What are index options?
In the Indian options market, index options are much more popular and liquid. An index option is a financial derivative that gives the right, but not the obligation, to buy or sell the value of an underlying index. It always has a strike price, an expiration date, and an underlying index that the possibilities follow. All are cash-settled. Just like a stock is an option on a stock, an index option is an option on a well-accepted index like Nifty, Sensex, Bank Nifty, etc. In addition to the definition of index options, let’s also look at what index options are conceptual. Here is a brief description of what indexing options are, the types of indexing options, and how and when to use them.
Types of Index Options
Index options are derivatives, meaning their value is derived from changes in the underlying index. Popular indices in India are Sensex, Nifty, Bank Nifty, and Nifty Financial Services. If you want to look at these indexes instead of individual stocks, you can use index options. You can also use it to hedge your portfolio using reverse index options to hedge.
Typically, index options are available where futures are already available, so there is a benchmark for option pricing. Lot sizes, strike prices, and different expiration times are then set for the index options, and after standardization, they are ready and set for trading. Unlike futures, which are a type of stand-alone product that benefits either the buyer or the seller, the index options trader is much more asymmetric. It means; the buyer of index only pays the premium, and this is also his biggest possible loss.
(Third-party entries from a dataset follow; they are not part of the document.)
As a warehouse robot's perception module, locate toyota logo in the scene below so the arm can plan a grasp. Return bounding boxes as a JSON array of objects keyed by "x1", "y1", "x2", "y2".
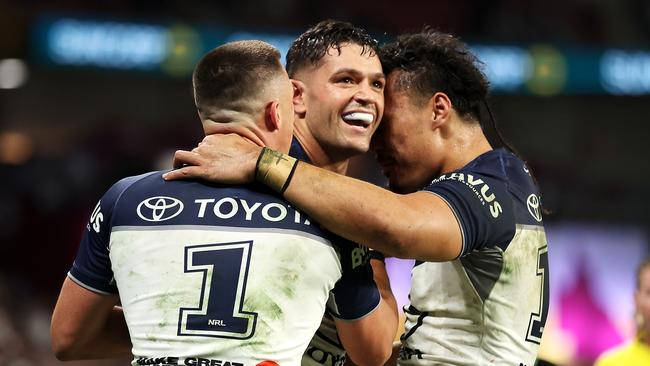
[
  {"x1": 526, "y1": 194, "x2": 542, "y2": 222},
  {"x1": 138, "y1": 196, "x2": 183, "y2": 222}
]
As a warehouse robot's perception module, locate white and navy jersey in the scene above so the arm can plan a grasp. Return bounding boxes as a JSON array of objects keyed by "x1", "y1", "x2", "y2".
[
  {"x1": 398, "y1": 149, "x2": 549, "y2": 366},
  {"x1": 69, "y1": 172, "x2": 379, "y2": 366},
  {"x1": 289, "y1": 137, "x2": 372, "y2": 366}
]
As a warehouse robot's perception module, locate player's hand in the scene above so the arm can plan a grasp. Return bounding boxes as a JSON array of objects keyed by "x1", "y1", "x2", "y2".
[{"x1": 163, "y1": 134, "x2": 262, "y2": 184}]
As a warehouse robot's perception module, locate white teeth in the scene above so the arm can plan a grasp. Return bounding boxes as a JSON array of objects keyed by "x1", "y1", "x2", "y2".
[{"x1": 343, "y1": 112, "x2": 375, "y2": 124}]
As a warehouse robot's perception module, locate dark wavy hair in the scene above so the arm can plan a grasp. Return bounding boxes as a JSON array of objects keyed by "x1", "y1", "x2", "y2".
[
  {"x1": 286, "y1": 19, "x2": 379, "y2": 77},
  {"x1": 379, "y1": 28, "x2": 489, "y2": 121}
]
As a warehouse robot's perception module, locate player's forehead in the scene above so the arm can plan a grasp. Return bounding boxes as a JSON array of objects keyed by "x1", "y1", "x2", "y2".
[{"x1": 315, "y1": 43, "x2": 383, "y2": 75}]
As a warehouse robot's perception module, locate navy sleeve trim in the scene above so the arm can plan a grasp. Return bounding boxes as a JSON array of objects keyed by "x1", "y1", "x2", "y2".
[
  {"x1": 423, "y1": 191, "x2": 467, "y2": 259},
  {"x1": 68, "y1": 272, "x2": 117, "y2": 296},
  {"x1": 330, "y1": 298, "x2": 381, "y2": 322}
]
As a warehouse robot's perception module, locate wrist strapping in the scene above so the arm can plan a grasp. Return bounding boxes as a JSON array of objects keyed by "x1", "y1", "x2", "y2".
[{"x1": 255, "y1": 147, "x2": 298, "y2": 194}]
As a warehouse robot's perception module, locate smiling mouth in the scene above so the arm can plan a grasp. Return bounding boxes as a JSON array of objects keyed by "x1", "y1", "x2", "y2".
[{"x1": 341, "y1": 112, "x2": 375, "y2": 128}]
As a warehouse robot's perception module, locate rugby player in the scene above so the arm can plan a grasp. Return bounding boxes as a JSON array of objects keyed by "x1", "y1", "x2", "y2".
[
  {"x1": 51, "y1": 41, "x2": 390, "y2": 366},
  {"x1": 165, "y1": 30, "x2": 549, "y2": 366}
]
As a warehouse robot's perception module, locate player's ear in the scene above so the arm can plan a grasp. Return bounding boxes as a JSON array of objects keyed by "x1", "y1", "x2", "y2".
[
  {"x1": 291, "y1": 79, "x2": 307, "y2": 118},
  {"x1": 264, "y1": 100, "x2": 282, "y2": 132},
  {"x1": 427, "y1": 92, "x2": 452, "y2": 128}
]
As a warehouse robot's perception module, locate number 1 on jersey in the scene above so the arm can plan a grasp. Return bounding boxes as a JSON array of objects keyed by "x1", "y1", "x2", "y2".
[
  {"x1": 178, "y1": 241, "x2": 257, "y2": 339},
  {"x1": 526, "y1": 246, "x2": 549, "y2": 344}
]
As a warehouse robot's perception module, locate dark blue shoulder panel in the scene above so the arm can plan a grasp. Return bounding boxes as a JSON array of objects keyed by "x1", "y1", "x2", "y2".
[
  {"x1": 70, "y1": 173, "x2": 152, "y2": 293},
  {"x1": 425, "y1": 149, "x2": 541, "y2": 255}
]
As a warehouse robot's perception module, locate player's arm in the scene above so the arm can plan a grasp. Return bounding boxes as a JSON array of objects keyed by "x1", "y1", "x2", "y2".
[
  {"x1": 284, "y1": 164, "x2": 462, "y2": 261},
  {"x1": 50, "y1": 277, "x2": 132, "y2": 361},
  {"x1": 165, "y1": 135, "x2": 462, "y2": 261}
]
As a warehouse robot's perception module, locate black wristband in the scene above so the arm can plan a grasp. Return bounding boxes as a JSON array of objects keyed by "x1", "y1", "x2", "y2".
[{"x1": 369, "y1": 250, "x2": 386, "y2": 262}]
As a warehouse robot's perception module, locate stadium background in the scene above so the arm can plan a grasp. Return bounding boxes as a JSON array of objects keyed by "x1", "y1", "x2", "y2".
[{"x1": 0, "y1": 0, "x2": 650, "y2": 366}]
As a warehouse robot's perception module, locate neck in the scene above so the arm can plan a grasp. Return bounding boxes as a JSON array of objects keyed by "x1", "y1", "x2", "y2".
[
  {"x1": 440, "y1": 120, "x2": 492, "y2": 174},
  {"x1": 201, "y1": 111, "x2": 269, "y2": 146},
  {"x1": 293, "y1": 119, "x2": 350, "y2": 175}
]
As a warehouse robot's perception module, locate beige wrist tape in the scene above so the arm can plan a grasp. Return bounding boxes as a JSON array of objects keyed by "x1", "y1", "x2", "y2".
[{"x1": 255, "y1": 147, "x2": 298, "y2": 194}]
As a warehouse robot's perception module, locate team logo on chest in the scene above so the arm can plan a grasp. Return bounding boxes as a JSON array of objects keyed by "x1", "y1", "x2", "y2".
[{"x1": 137, "y1": 196, "x2": 184, "y2": 222}]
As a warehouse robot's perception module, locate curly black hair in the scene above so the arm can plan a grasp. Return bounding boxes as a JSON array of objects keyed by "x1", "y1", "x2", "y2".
[
  {"x1": 286, "y1": 19, "x2": 379, "y2": 77},
  {"x1": 379, "y1": 27, "x2": 489, "y2": 121}
]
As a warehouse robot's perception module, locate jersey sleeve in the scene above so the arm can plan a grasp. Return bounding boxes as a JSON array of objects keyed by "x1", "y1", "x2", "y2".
[
  {"x1": 68, "y1": 178, "x2": 139, "y2": 294},
  {"x1": 425, "y1": 172, "x2": 515, "y2": 256},
  {"x1": 327, "y1": 239, "x2": 381, "y2": 320}
]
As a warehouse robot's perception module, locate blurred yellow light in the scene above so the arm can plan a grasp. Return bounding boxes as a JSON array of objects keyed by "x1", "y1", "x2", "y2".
[{"x1": 0, "y1": 131, "x2": 34, "y2": 165}]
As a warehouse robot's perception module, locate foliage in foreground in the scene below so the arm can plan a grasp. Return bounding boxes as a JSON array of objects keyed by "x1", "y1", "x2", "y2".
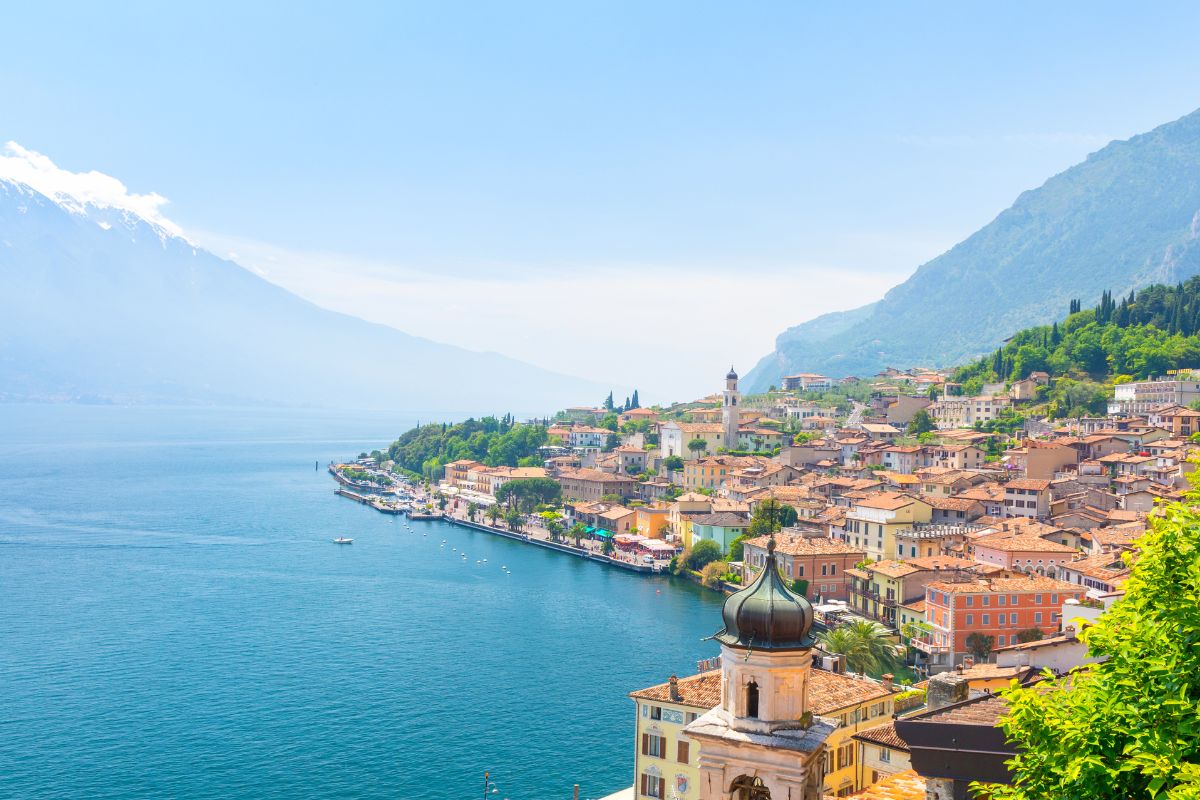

Let’s quickly go a step further and look at the types of index options. It can be classified in three ways as below.
● Of the index options, the index call is the right to buy the index, and the index option is the right to sell the index. The first is a bullish view while the second is a bearish view.
● You can also classify index options as ITM / OTM / ATM options. In-the-money or ITM options are index options that are profitable when exercised. OTM options are not profitable when exercised. To simplify, if you have a call option on Nifty 15,800, the option is ITM if Nifty is 15,810, and OTM if Nifty is 15,790.
● Currently, the Indian market allows you to trade Nifty and Bank Nifty options on a monthly and weekly basis. Monthly options expire on the last Thursday of the month, while weekly options expire every Thursday.
What are the options?
Options are the right to buy or sell an underlying asset without the obligation to buy or sell the underlying asset. Underlying assets can be not only stocks or commodities but also fictitious assets such as indices and currencies. The buyer of an option has a right without an obligation, for which he pays a premium. The seller of an option has an obligation without a right, for which he receives a reward.
Closing of Transactions
As with stock options, the writer of an index option who wishes to close his position buys the contract from the market under the same conditions, to avoid surrender and associated liability, the option writer must purchase this contract before the close of business on any given day to avoid possible surrender on the next business day. To close the long position, the buyer of the index option can either sell the contract in the market or exercise it, if it is profitable.